Book Title: The Last Light of Glory Days: Stories from Nagaland
Author: Avinuo KirePublished
Publisher: Speaking Tiger
Genre: Literary Fiction, Short Story
Book summary:
Profoundly compassionate and a masterful storyteller, Avinuo Kire describes a world that is as breathtaking as it is shattering; where military occupation and magic co-exist.
‘The Disturbance’ holds three interconnected stories, set against the backdrop of the Indo-Naga conflict that began in the late 1940s and remains unresolved to this day. Told through the eyes of women from three succeeding generations of the same family, the stories recount how Naga people remained determined to hold on to normalcy even in the face of occupation, state torture, the tearing apart of families and racism.
In ‘New Tales from an Old World’, everyday events in the mountains are infused with an element of the supernatural. Naga myths and folk legends slip effortlessly into tales of hard farm life, childhood terrors and adventures in the countryside, love and mourning. In these stories, hunters, predators, Tekhumevi (weretigers), secret potions, shadowy-demons called Kamvüpfhi, strange spirits and enchanted forests, find a place in contemporary Nagaland with remarkable ease.
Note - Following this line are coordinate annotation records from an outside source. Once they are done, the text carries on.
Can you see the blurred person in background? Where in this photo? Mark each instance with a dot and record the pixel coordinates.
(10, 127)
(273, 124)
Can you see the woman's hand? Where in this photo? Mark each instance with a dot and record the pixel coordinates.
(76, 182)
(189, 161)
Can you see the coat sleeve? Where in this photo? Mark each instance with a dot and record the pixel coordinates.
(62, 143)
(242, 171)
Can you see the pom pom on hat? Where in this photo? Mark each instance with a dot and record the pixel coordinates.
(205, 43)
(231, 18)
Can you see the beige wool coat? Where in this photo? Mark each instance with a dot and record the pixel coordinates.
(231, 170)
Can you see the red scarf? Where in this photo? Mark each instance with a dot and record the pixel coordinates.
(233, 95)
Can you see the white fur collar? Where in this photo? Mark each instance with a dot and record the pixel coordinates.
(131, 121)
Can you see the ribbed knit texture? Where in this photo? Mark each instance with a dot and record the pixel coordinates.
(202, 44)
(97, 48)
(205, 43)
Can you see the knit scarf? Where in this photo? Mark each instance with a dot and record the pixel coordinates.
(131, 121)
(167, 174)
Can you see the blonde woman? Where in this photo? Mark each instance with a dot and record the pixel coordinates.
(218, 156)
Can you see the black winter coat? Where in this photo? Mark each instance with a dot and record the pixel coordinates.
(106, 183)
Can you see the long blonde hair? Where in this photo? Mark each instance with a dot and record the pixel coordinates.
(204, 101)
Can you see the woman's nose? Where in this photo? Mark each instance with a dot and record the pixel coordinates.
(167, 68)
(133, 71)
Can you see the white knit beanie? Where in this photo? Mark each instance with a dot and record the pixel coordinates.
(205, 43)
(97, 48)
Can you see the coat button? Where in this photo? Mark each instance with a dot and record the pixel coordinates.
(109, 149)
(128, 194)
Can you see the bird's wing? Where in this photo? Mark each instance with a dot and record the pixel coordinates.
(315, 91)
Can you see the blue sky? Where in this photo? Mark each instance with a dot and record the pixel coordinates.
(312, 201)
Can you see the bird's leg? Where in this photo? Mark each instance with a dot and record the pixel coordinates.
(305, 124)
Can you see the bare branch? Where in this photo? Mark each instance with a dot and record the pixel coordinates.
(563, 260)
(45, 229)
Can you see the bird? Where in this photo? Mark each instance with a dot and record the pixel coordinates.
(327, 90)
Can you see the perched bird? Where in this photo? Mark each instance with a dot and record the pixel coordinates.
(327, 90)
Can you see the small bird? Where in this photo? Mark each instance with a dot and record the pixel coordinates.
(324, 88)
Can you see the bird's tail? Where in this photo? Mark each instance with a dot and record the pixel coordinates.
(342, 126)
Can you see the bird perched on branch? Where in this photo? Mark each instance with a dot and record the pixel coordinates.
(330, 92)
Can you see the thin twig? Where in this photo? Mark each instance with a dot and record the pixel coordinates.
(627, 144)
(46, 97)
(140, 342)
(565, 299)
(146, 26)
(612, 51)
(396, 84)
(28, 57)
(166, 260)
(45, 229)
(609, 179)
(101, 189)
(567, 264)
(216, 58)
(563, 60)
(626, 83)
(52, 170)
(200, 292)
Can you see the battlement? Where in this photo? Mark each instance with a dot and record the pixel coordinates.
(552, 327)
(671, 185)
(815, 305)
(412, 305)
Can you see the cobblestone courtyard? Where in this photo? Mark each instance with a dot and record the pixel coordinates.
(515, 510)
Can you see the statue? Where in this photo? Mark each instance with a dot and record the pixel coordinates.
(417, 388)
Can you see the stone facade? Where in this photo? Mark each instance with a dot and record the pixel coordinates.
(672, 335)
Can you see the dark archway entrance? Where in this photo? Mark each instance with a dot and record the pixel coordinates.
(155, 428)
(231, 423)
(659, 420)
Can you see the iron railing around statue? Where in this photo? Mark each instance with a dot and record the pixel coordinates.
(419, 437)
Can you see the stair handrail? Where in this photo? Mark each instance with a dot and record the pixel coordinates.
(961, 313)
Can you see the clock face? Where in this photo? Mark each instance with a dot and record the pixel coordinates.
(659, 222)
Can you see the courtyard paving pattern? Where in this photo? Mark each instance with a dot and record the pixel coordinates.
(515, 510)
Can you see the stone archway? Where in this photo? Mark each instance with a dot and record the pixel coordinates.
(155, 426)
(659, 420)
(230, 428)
This volume, both a political declaration and a personal love-note to her land, establishes Avinuo Kire as a writer of formidable skill. The Last Light of Glory Days is an exquisite unravelling of the tired tropes that cast Nagaland as another undistinguishable piece in the ‘Northeast’.
About the Author:
Avinuo Kire is a writer and teacher. She has authored an anthology of short stories, The Power to Forgive and Other Stories; a collection of poetry, Where Wildflowers Grow and has documented and co-authored a collection of oral narratives titled Naga Heritage Centre: People Stories. Avinuo lives in Kohima, Nagaland, where she teaches English at Kohima College.
My Review:
Aninuo Kire’s The Last Light of Glory Days: Stories from Nagaland is a collection of 10 short stories that are evocative and steeped in the rich socio-cultural ethos of a land that has been ravaged by external military strife as much as by internal churnings within a society going from tribal and traditional belief systems to modern times.
The collection is divided into two segments: The Disturbance with three stories, all subtly interconnected and based during the traumatic events of the Indo-Naga conflict from the late 1940s-90s and New Tales from an Old World with seven stories that tackle contemporary themes with just a hint of Naga folk legends. Not only are these three stories set in the same backdrop but stays within the ambit of certain characters, following their lives even as new characters get added. The title story is a poignant look at how lives are ruptured by violence and one’s age is a reminder of the many losses of lives and the dreams and hopes of a community. Flower Children captures the loss of innocence and how fear creeps in to the world of children when armed soldiers become a part of life. It is an almost meditative story that looks how trauma is deeply unsettling and yet ignored because one is not prepared to cope with it. The allegory of the flowers on one hand and children on the other is a powerful writing device that puts into focus how beauty is necessary in life and for living but that it is fragile and ephemeral.
Sharing Stories is a layered examination of how even as younger generations embrace people from outside who represent those who have caused much oppression to the older generation, and who the latter were not able reconcile with. It is one story that acknowledges generational trauma while subtly looking at how young people today are caught at the crossroads when they are expected to carry it in their lives. The elements on the personal politics in this story struck a familiar note with me and will be familiar with many.
The folk elements in the standalone stories add an extra zing to stories of young love; a young woman living with the memory of her husband with whom she discovered traveling when he was alive; a young man who learns that one must take and receive only what is given according to one’s needs; a young girl trying to ward off the unwelcome physical advances of her tutor at home. I loved When the Millet Fields Flower for the way it captured the age-old belief systems of the Naga people on one hand and the change of faith to Christianity on the other.
Each of the stories in this collection will leave an impact on readers: the rich narrative style ensures that. My only slight niggle is with how the three interconnected stories in The Disturbance need not have repeated things after establishing the core basis of how the Indo Naga struggles were playing havoc in the lives of people. Barring this, the collection overall is nuanced and will leave readers anticipating more from the author.